Several studies have found evidence to support the contribution of leukocytes to the disease process in sickle hemoglobinopathies. The correlation between the increased levels of WBCs and SCD have been proved on a biological basis. The therapeutic implications of this relationship have conferred clinical benefits for SCD treatment. Our study revealed that the levels of WBCs were elevated in SCA patients in all groups as compared to those from the normal group, which corresponded with the severity of the disease.
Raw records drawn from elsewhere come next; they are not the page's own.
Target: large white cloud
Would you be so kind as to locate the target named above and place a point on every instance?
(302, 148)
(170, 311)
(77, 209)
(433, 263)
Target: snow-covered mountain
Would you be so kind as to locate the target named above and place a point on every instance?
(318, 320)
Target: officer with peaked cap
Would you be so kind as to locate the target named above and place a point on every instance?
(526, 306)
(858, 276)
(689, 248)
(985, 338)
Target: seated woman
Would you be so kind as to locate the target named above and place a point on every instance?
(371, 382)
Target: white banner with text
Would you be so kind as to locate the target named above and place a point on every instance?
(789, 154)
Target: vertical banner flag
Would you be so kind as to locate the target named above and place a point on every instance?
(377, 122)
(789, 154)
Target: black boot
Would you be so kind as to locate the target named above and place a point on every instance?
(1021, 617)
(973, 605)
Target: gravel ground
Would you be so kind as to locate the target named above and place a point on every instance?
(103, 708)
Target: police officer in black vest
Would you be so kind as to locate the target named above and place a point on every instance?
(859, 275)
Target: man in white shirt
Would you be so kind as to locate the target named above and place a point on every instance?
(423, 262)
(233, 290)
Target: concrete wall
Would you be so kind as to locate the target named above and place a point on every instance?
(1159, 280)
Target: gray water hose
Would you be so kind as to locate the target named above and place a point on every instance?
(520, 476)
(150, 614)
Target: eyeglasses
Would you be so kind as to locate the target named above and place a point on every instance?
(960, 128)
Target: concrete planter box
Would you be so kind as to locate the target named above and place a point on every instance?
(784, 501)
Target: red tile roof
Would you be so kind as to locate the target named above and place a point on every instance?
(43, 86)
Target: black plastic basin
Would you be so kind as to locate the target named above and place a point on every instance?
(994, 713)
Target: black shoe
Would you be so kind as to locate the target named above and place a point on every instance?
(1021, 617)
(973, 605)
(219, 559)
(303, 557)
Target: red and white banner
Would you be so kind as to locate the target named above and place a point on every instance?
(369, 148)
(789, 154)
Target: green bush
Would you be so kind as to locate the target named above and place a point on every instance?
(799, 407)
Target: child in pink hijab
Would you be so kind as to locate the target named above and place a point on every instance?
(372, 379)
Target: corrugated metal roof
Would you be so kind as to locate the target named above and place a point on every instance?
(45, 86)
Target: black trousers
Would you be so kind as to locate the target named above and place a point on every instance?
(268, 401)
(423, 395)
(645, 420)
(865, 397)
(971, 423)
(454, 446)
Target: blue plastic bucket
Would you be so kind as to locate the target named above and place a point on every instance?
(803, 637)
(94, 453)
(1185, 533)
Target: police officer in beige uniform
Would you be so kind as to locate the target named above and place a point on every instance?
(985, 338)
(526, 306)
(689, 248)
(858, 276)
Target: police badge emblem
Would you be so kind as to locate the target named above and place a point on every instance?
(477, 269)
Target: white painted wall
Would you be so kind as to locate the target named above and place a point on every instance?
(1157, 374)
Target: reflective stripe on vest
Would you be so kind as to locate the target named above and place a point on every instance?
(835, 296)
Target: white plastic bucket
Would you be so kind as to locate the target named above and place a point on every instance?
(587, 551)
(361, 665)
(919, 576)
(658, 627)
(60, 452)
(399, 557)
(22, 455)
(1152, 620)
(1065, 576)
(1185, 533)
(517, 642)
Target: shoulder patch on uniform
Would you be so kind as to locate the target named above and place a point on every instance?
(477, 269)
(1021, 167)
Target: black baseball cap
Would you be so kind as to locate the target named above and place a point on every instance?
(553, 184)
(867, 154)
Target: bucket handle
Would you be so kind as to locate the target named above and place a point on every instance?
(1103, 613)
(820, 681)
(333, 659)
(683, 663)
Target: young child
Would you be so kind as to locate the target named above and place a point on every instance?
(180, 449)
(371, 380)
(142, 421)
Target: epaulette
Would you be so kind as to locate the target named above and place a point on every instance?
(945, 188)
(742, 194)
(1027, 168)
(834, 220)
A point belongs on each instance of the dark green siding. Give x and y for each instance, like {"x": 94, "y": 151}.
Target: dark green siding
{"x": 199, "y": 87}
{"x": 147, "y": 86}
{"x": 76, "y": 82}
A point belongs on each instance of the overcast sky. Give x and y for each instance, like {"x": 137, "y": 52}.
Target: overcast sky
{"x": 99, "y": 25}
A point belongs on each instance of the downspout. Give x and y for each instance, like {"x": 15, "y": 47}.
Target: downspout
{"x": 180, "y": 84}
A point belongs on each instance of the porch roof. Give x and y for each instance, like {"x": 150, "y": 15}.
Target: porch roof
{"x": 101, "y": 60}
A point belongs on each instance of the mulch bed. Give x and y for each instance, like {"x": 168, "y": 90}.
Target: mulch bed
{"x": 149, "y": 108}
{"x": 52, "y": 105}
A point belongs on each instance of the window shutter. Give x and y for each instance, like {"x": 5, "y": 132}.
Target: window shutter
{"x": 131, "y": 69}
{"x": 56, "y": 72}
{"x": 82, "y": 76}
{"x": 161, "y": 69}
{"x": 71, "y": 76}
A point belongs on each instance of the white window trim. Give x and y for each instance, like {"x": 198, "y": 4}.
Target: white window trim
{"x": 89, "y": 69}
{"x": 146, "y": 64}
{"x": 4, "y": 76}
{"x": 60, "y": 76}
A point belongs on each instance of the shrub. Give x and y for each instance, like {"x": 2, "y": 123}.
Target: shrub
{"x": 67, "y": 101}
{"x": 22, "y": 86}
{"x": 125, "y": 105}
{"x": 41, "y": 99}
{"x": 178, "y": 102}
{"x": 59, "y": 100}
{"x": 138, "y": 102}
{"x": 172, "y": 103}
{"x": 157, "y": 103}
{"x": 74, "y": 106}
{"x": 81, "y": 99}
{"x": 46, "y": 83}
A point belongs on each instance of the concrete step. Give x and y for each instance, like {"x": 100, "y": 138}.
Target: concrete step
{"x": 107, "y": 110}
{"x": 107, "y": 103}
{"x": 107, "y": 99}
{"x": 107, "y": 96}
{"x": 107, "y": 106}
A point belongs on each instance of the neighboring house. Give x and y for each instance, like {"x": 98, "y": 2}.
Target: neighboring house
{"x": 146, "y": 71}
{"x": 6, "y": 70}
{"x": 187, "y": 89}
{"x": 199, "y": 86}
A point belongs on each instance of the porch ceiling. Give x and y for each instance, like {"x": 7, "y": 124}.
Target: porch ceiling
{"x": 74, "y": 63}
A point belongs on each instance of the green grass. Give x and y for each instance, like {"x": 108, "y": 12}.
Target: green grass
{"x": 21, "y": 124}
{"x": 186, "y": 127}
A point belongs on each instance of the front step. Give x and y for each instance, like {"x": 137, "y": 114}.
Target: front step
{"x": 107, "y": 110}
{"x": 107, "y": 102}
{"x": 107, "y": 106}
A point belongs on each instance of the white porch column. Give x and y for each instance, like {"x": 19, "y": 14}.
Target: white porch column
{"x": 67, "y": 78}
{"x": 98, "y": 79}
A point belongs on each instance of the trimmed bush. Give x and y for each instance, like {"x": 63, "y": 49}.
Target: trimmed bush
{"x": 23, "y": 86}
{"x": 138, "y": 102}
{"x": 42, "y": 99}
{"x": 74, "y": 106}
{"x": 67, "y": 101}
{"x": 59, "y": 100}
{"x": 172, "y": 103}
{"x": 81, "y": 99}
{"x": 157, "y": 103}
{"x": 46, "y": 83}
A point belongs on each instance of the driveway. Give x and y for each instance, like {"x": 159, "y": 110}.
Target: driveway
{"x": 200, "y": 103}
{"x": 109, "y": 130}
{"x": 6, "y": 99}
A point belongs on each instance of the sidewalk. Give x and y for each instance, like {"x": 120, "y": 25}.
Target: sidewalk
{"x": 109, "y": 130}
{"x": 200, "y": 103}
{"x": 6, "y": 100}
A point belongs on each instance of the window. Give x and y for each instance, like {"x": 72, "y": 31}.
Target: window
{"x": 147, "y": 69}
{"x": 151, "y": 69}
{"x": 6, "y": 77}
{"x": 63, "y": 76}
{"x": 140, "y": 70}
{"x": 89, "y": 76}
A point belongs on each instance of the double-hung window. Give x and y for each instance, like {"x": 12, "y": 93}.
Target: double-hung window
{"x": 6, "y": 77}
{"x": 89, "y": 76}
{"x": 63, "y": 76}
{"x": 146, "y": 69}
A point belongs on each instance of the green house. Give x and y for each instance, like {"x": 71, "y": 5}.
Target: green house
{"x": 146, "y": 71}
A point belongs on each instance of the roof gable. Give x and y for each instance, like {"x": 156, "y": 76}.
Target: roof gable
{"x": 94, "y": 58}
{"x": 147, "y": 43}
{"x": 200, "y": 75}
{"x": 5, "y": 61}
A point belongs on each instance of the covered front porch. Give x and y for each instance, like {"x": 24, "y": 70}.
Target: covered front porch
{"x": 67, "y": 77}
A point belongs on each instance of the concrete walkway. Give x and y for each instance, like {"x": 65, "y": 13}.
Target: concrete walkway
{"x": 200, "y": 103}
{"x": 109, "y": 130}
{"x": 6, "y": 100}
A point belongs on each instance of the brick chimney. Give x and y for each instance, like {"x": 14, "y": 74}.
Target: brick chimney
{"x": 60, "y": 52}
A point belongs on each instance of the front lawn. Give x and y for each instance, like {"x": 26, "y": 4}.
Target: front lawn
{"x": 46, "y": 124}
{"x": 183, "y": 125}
Interestingly, the neutrophil counts also increased in patients who were administrated HU and/or chelating agents. This is in contradiction with what has been reported by Kono et al that DFS treatment decreased the number of neutrophils with NET formations. The highest counts of neutrophils were observed in the HU group, which indicates a good response and efficacy of the combination therapy according to Charache and Wang. This research also illustrated that the level of DNA damage for SCA patients treated with HU only was significantly higher than that for those treated with a combination of HU and chelating agents. For this reason, the combination of both HU and iron chelation agents should be considered in future clinical trials and the underlying mechanism should be elucidated further. In this study, we investigated whether there was a significant difference between the HU-treated group and the other combination group of HU with iron chelation in terms of cytotoxicity. Despite no baseline value being recorded before the treatment started, which is a limitation of this study, the results indicated a significant reduction in the combination group versus the HU group. This may indicate that such a combination could be beneficial for the future treatment of SCA patients.

Conclusions

In the light of available evidence, the combination therapy of HU and iron chelation ameliorated the DNA damage caused to leukocytes, as estimated by the comet assay and the elevated number of neutrophils. Therefore, more clinical studies that use more SCA patients are needed, which may provide more conclusive results regarding the potential effect of the combination of HU and chelation therapy for SCA patients.

Limitations of the Study

One of the limitations of this study is that there was no baseline parameter recorded, and this was retrospectively cross-sectionally done. It was also extremely difficult to recruit patients for this study. This was carried out by including those who have satisfied the inclusion and exclusion criteria. Based on the results, there is no conclusive evidence that the combination therapy alone resulted in the enhancement effect, and other factors may also be involved.